Ever since Apple acquired Authentec in July of 2012, and with it the design patents for fingerprint biometrics technology, the world of mobile security has been completely abuzz with rumors and speculation, not so much of whether or not we will see fingerprint biometrics powered locks in an iPhone, but when that sighting will occur.
Well, the wait is over. Just as has been predicted by everyone with a technology blog on the Internet and their mother was right to assume: the new iPhone 5S, available for pre-order this Friday, has a native fingerprint sensor, built right into the smartphone’s home button, called Touch ID.
The Apple event was long, and in true fashion saved the big stuff for last. After promoting the iTunes festival, the iPhone 5C (a colorful, smaller, less expensive, sans-biometrics iPhone 5) and an overview of iOS7, Tim Cook finally brought us around to the iPhone 5S.
He went into great depth explaining everything, from its five times faster speed to its new camera features. All the while a new silver ring around the home button went uncommented on. And then, just as it seemed like nobody was going to talk about the bright silver ring around the big elephant in the room, Tim Cook did it:
“The third feature is all about security,” he said, showing a comical stock photo depicting cartoonish law enforcement items. “The most common way is to set up a passcode,” he continued and then used a phrase we all know by heart, essentially that the new iPhone key is one that you have wherever you go.
He was of course talking about the fingerprint sensor: 170 microns thin, sensing 500 ppi, sub epidermal scanning, all made out of sapphire so that it won’t scratch. The silver halo is a detection ring that activates the sensor, which can authenticate multiple fingerprints,each encrypted and secured, never available to other software.
It can be used for both general phone security, touch activating past your lock screen, and for authentication, allowing for iTunes purchases and account sign-in.
So, now that we can all congratulate ourselves for predicting this, lets take a look at where it all started and what it might lead to.
The rumor mill started to turn again this summer after the iOS 7 beta developers kit was released to prospective app makers. A toolkit that allows programmers to anticipate the capabilities of new operating system and the devices that will run them, the dev kit was intended to allow for the new iOS to have exclusive third-party applications on release.
One of the programmers who received the kit, British programmer Hamza Sood, uncovered code and setup tutorial image descriptions that strongly implied a biometric fingerprint sensor in the home button. Since the fateful night that Sood tweeted a screenshot of the revealing code fingerprint fever has gripped the world of mobile biometrics.
It is a testament to Apple’s public influence that this announcement is so touted and influential, as the new iPhone is not the first smartphone to feature native fingerprint scanning capabilities. In the wake of Sood’s leak, which lead to the dramatic increase in fingerprint sensor manufacturer stock, two Asian smartphones were released with Fingerprint Cards’ swipe sensor technology, and a series of design wins were announced for 2013 and 2014 biometrics-ready smartphones.
Not only that, but other biometric solutions are already available for the smartphone you might be reading this on.
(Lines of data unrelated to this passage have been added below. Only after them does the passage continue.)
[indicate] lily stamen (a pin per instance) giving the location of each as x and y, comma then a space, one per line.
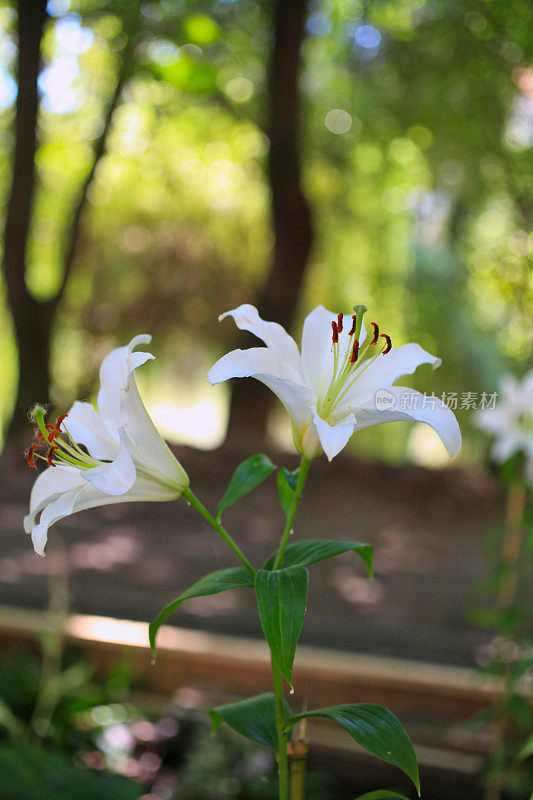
50, 456
388, 346
29, 455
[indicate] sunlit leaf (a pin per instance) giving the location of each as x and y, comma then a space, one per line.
376, 729
190, 74
219, 581
309, 551
200, 29
246, 477
254, 718
281, 600
286, 485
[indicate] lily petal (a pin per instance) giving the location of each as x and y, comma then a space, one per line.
146, 443
120, 404
49, 485
86, 426
334, 438
274, 335
115, 374
87, 496
115, 477
440, 418
248, 363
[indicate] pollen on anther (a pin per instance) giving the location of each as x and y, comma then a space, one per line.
388, 345
51, 455
29, 455
59, 422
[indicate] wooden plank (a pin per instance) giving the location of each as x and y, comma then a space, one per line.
434, 702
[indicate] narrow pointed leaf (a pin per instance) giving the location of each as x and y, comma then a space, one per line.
214, 583
254, 718
309, 551
287, 482
376, 729
382, 794
281, 599
246, 477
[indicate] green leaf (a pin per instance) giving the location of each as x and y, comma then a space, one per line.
188, 73
219, 581
287, 482
309, 551
254, 718
200, 29
374, 728
9, 721
526, 750
246, 477
382, 794
281, 599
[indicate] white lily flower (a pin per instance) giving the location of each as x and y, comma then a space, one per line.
511, 421
329, 390
125, 458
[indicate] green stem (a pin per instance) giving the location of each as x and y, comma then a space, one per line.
304, 469
283, 760
202, 510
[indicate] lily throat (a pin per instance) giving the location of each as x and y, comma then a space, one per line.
60, 448
357, 358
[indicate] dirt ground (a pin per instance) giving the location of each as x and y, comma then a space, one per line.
128, 561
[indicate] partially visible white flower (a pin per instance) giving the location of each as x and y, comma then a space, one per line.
511, 421
125, 458
330, 389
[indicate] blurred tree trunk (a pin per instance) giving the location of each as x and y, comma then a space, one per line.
31, 321
278, 299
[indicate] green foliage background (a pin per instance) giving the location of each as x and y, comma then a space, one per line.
415, 161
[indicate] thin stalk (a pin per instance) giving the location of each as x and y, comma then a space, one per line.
202, 510
281, 752
304, 469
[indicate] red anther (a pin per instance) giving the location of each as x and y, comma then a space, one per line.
51, 455
59, 422
388, 345
355, 352
29, 455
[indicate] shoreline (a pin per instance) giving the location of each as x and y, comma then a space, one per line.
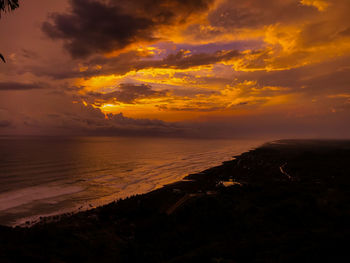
260, 210
90, 205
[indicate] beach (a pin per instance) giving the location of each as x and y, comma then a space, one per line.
286, 201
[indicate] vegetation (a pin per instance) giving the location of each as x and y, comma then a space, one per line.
7, 5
Iris scanning security applications, like the one available from EyeVerify, leverage the most standard issue phone hardware, its camera, to lock your phone and files with eyeprint data.
Should we be surprised by the Apple announcement? No. But should we be excited?
The implications of having a fingerprint biometric sensor on an iPhone are great when it comes to the world of mobile payment protection. Go to any Apple Store and you will notice that it is eagerly anticipating the day when its staff can do away with the bulky mobile POS systems, (which admittedly are miles ahead of what almost any other retail store offers) in favor of iPhone mobile payment solutions (iPayment or iWallet maybe) that operate on biometric authentication and NFC.
A fingerprint sensor is easy to setup and use, interesting enough to capture the attention of the public who is largely unconcerned with proper password or PIN protection and secure enough to offer adequate payment protection.
In the end, there is plenty of reason to be excited about this announcement, not so much because of the innovative functionality, but because of the mainstream popularity this will bring to fingerprint sensor phones. Even if the sellers of the iLifestyle somehow drop the ball on the fingerprint sensor possibilities and it just becomes a gimmick, the boost this whole ordeal has provided for strong mobile authentication will inevitably lead to the final nail in the coffin for the password, and signal in the age of the mobile payment.